The dwindling power of newspaper endorsements

So I was thinking today about validators in an election.

Everyone who seeks elected office seeks validators. They wanted the elected officials to endorse them. Or famous people. Or local leaders. Bloomberg got a Bollywood actress and people who can't even vote in NY to endorse him to "validate" him as a candidate in those groups for whom the validator has meaning.

Now it used to be that if you were running for office in Manhattan the must get in newspapers was the New York Times. This year the Times, the Daily News and the Post, the three largest dailies, endorsed Cy Vance for DA.

All three also endorsed David Yassky for comptroller and well, he got 45 % of the vote.

Which you could look at several ways.

Either the people in Manhattan read the Times, still find its endorsements meanful and persuasive, and voted for Vance and in the end he got about the same percentage of the vote, 45 %

Or you can view it as the Times, along with the other two papers, having absolutely no meaning for its readers outside of Manhattan.

Or you can view it as a newspaper endorsement only bringing a candidate to about 45% of the total vote.

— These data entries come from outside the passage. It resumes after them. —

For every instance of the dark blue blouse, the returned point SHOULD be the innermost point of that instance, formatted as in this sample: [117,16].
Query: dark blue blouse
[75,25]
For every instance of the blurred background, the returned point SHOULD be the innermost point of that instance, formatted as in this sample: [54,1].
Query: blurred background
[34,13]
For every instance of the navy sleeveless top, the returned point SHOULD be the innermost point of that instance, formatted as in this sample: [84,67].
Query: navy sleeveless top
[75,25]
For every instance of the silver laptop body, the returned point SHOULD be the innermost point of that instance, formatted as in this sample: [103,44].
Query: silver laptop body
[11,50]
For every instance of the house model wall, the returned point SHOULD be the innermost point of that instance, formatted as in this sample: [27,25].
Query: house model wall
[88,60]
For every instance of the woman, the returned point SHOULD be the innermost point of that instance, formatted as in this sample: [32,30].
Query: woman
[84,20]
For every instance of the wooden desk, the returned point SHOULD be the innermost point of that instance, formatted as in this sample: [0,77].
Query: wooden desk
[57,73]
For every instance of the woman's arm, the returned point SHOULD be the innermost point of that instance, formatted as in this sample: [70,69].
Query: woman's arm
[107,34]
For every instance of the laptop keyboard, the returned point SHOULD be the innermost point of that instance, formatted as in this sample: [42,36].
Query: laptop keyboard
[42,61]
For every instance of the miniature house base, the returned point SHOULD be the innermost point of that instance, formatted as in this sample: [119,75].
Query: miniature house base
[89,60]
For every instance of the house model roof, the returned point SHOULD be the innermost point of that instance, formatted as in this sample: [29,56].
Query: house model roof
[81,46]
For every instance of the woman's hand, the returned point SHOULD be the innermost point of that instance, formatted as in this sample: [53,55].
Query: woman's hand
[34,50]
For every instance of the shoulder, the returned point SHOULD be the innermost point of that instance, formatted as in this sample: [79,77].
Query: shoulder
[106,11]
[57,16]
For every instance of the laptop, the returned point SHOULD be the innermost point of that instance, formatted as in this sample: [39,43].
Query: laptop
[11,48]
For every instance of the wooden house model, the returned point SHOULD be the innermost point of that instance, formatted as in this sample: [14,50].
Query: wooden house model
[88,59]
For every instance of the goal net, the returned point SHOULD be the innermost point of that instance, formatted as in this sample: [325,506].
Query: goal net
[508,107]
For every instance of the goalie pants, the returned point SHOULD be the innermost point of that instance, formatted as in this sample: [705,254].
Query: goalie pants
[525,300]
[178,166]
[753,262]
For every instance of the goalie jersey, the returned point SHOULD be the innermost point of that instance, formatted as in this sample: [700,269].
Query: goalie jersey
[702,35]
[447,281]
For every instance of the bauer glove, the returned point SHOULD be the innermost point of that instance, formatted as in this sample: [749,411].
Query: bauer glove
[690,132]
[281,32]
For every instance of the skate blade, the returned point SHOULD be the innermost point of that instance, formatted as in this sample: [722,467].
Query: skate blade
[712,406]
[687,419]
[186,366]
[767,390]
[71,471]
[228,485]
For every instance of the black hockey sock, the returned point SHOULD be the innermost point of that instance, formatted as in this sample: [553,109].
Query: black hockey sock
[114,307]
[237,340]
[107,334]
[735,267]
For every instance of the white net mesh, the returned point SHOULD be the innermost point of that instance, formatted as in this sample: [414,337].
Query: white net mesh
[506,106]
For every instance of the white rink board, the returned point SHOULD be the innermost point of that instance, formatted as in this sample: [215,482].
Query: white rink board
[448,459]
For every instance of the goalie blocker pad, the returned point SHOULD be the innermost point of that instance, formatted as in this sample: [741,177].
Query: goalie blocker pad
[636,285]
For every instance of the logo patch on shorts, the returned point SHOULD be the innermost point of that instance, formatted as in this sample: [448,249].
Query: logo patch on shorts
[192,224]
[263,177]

Or Vance prevailed not because of his newspaper triple crown, but because of the electorate's view that he's Morgenthau's "boy" and annointed successor.

Any way you slice the cake, it's yet another disturbing trend for newspapers. Not only is readership down, its ability to persuade its readers has diminished as well.

It's an interesting phenomenon. Four years ago, the Times endorsement didn't matter for long term incumbents- they won despite losing the endorsement. See Morgenthau and Todd in Connecticut.

Flash forward to 2009 and the Times has a mixed track record of picking winning candidates who were incumbents and even weaker record of picking candidates open races.


  1. I think the NYT has lost credibility with the public. If it had had any sense of the pulse of the city, it would have recognised long before the citizenry rejected several third term candidates for city council that the public was outraged about the extension of term limits. Instead, the NYT was shocked by the results when several council members were defeated. No clue. If the NYT had sensed the community's outrage about the dishonesty in how the mayor and his city council went about extending term limits, the paper would have rejected every single third term candidate in its editorial pages -- including Mayor Bloomberg. And so should have all other newspapers. But the newspapers have lost touch with their readers, just like the third term city officials. And in the end, no endorsement is going to matter to the jilted and angry voter. No third term !!!

  2. You said some interesting things.

    The problem with newspaper endorsements is like the problem with a rotary dial phone. Everyone has moved to other ways of getting information quickly, whether it's a blog or the Internet or other methods of getting "stuff" they need to know.

    And people are loathe to wait for the next day to read about what's going on in their world as long as they can get Twitter and other "real time" information.

    So, for a newspaper to believe that people will patiently read it day after day to look for an endorsement is rather arrogant because people hardly read the paper every day any more. Some people do, but most people get their news in "snapshots" or through free paper sources. Less eyeballs means less influence.

    Hence the problem is generic- if less and less people read the papers, their endorsements become less and less valuable, to the point where people will make up their minds about candidates regardless of what's in the news.